We investigated the efficacy of intratracheal perfluorocarbon (PFC) administration combined with mechanical ventilation to support gas exchange in adult animals with acute respiratory failure. These were compared with a similar group of animals treated with continuous positive-pressure ventilation (CPPV) with respect to respiratory parameters and postmortem lung histology. After lung lavage with saline, 18 adult rabbits were divided into three groups (n = 6 per group). All groups received conventional CPPV. Additionally, one group received intratracheal PFC administration at a volume of 18 ml/kg (corresponding to functional residual capacity) (PFC group); another received 18 ml/kg of saline administration (saline group), and the last had no further treatment (CPPV group). All groups were ventilated for 3 h using 100% oxygen, with the same ventilator settings of tidal volume of 12 ml/kg, respiratory frequency of 30/min, and positive end-expiratory pressure of 6 cm H2O. In the PFC group, PaO2 increased from 67.2 +/- 11.4 to 424.2 +/- 14 mm Hg and remained stable for 3 h with well-preserved PaCO2 values. Only in the PFC group were significant decreases in airway pressures and increase in respiratory system compliance seen. In the CPPV group, PaO2 stayed around 60 mm Hg and PaCO2 gradually increased. PFC treatment with conventional mechanical ventilation in acute respiratory failure proved to be a successful supportive technique to improve gas exchange at low inflation pressures.

Intratracheal perfluorocarbon administration combined with mechanical ventilation in experimental respiratory distress syndrome: dose-dependent improvement of gas exchange.

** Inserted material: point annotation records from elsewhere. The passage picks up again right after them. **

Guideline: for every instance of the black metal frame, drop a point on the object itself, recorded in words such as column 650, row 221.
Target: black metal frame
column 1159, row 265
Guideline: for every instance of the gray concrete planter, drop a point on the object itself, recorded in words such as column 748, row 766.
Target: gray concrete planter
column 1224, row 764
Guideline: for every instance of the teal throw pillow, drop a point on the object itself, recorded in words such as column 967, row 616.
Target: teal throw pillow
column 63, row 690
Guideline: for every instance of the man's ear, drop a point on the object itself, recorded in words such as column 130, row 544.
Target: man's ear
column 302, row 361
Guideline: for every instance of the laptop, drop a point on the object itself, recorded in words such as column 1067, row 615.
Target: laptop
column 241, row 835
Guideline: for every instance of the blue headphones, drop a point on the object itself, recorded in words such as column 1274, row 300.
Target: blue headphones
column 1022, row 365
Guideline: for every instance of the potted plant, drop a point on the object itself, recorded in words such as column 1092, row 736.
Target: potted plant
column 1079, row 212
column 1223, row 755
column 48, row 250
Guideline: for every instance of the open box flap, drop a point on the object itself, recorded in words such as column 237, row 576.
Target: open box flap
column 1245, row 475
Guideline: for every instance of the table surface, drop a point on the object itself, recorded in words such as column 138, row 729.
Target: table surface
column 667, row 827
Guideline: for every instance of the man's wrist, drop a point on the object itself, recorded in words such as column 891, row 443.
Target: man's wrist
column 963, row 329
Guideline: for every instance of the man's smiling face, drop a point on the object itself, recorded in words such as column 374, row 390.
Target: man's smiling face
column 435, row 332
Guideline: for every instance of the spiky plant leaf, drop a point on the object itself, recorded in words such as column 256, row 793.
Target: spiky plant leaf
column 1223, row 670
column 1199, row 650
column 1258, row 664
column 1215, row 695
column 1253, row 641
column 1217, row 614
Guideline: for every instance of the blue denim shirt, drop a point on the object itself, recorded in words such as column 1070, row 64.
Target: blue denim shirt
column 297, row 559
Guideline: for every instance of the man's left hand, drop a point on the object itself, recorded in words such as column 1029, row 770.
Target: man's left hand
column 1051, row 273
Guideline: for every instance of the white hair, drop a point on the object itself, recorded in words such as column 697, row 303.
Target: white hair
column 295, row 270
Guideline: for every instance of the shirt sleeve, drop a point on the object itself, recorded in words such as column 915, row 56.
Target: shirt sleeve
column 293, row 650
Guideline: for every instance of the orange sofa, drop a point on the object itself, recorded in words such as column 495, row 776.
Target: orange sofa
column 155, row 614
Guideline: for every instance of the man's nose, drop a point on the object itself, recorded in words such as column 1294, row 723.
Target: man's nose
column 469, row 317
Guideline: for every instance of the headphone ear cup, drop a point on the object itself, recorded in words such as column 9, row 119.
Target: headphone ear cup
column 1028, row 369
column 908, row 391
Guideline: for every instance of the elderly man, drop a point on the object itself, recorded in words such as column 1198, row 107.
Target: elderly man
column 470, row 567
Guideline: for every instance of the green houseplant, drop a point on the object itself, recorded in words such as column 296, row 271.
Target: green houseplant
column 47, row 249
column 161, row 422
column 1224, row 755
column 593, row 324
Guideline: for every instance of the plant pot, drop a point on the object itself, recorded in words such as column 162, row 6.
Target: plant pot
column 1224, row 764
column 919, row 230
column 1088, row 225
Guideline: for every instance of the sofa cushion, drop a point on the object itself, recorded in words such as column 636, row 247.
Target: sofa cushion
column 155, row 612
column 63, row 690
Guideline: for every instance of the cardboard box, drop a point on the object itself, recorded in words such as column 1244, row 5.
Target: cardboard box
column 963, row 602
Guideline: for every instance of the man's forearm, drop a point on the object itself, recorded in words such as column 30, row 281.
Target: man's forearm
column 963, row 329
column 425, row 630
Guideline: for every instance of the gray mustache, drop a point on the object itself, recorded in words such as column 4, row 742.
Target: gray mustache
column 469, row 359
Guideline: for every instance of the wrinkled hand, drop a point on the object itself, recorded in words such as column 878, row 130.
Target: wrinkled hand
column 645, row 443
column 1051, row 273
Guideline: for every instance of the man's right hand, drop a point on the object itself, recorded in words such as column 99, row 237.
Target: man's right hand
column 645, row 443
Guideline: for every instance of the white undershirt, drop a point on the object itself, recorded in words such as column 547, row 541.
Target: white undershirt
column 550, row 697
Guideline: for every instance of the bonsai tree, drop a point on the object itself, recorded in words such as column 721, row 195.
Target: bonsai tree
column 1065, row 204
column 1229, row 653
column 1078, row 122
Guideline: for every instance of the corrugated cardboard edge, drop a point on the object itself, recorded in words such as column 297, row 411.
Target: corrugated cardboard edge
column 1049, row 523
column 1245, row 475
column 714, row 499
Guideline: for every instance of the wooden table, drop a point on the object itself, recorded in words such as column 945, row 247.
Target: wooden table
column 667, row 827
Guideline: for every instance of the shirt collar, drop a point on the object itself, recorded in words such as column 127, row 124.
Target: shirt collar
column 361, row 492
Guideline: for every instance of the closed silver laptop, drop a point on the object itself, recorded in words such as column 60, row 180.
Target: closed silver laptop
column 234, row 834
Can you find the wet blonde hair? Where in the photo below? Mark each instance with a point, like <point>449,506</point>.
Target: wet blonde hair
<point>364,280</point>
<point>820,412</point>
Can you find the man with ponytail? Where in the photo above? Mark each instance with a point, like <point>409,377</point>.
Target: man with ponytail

OBJECTIVES: To test the efficacy of intratracheal instillation of a perfluorocarbon, combined with conventional mechanical ventilation, as well as to establish the dose response of this application on pulmonary parameters in adult animals with acute respiratory failure. DESIGN: Prospective, randomized, placebo-controlled study. SETTING: Anesthesiology laboratory of a university. SUBJECTS: Twelve, adult male New Zealand rabbits. INTERVENTIONS: After inducing respiratory failure by repeated lung lavage with saline, one group of animals was treated with perfluorocarbon, while another group was treated with saline to serve as controls (n = 6 per group). Treatment consisted of intratracheal instillation of incremental doses of 3 mL/kg of each liquid up to a total volume of 15 mL/kg. Animals were mechanically ventilated for 15 mins after each treatment dose with volume-controlled ventilation, a tidal volume of 12 mL/kg, frequency of 30 breaths/min, FIO2 of 1.0, and a positive end-expiratory pressure of 6 cm H2O. MEASUREMENTS AND MAIN RESULTS: Arterial blood gases and lung mechanics were determined. In the perfluorocarbon group, PaO2 increased with increases in dosage from 75 +/- 15 to 420 +/- 27 torr (10.0 +/- 2.0 to 55.9 +/- 3.6 kPa); PaCO2 decreased from 49 +/- 6 to 43 +/- 5 torr (6.5 +/- 0.8 to 5.7 +/- 0.6 kPa) after the first dose, and remained stable thereafter. Airway pressures were significantly lower after treatment compared with pretreatment values. CONCLUSION: The remarkable improvements in pulmonary parameters suggest that this type of ventilatory support offers an effective and simple method of perfluorocarbon application in acute respiratory failure.